Malappuram/MESCE/Malayalam OCR

Revision as of 20:55, 2 February 2007 by 202.56.231.116 (talk)
(diff) ← Older revision | Latest revision (diff) | Newer revision → (diff)

Welcome to Akshara Malayalam O.C.R. This is a "Character" recognition software which can be used to recognize malayalam printed texts etc. It is based on "GNU Public License" and uses "IPL98" and "WxWidgets" libraries. It is a "Cross Platform Open Source" project started by the students of MES College of Engineering, Kuttipuram.

The OCR software has been developed in response to save time, the most valuable resource that we have. OCR has been designed to automate the process of conversion of printed matter, may it be books, magazines or even documents. The OCR is designed to be platform independent to keep up with the general trend shift towards open source platforms etc. It has also been kept open source to help with its future development. Akshara uses open source libraries like WxWidgets for its GUI development and file related processes and uses Image Processing Library (IPL98) for all its image manipulation requirements. Both these libraries being platform independent ensures Akshara’s independence.

Akshara Malayalam OCR is designed to be as a framework which can be ported to other languages with minor changes to the code to speed up development drastically.

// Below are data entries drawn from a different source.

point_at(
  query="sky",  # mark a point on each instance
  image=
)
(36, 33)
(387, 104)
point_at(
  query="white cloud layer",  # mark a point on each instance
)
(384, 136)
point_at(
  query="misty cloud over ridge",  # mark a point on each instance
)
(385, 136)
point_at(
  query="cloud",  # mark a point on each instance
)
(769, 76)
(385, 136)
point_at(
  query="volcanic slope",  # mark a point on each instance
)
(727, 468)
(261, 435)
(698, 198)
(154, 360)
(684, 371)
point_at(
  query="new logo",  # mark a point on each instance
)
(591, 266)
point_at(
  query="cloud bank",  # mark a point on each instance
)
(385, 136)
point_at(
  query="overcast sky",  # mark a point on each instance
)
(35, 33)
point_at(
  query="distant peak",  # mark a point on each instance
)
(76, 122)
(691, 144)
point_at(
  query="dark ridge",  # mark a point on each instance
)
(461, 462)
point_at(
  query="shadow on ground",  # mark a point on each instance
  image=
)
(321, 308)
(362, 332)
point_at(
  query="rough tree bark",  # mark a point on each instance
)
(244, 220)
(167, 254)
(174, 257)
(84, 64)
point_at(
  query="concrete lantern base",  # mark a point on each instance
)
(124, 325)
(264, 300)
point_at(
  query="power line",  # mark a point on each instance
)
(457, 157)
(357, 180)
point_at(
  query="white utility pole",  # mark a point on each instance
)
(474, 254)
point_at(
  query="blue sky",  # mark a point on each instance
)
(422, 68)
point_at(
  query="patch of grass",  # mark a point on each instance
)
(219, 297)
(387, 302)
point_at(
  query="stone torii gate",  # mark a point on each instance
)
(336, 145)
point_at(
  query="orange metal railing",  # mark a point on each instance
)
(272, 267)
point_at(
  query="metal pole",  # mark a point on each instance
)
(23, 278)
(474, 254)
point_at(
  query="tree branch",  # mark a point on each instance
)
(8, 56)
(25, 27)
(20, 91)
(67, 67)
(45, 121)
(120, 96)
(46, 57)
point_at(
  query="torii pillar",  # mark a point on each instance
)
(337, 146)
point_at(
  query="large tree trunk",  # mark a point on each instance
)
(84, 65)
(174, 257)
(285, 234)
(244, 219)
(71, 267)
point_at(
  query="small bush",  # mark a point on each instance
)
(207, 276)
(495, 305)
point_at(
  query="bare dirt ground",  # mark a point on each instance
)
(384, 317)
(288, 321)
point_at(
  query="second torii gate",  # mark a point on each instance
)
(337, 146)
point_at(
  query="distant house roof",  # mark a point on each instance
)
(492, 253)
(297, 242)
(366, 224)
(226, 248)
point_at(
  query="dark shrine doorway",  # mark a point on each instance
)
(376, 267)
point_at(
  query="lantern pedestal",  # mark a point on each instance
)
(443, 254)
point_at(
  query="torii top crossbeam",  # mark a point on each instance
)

Any OCR implementation consists of a number of preprocessing steps followed by the actual recognition. The number and types of preprocessing algorithms employed on the scanned image depend on many factors such as age of the document, paper quality, resolution of the scanned image, the amount of skew in the image, the format and layout of the images and text, the kind of script used and also on the type of characters - printed or handwritten. The recognition stage usually involves calculating a number of statistical parameters and hence recognizing the character. Typical preprocessing stages include noise cleaning, binarization, skeletonization, skew detection and correction and feature extraction - like line and word segmentation.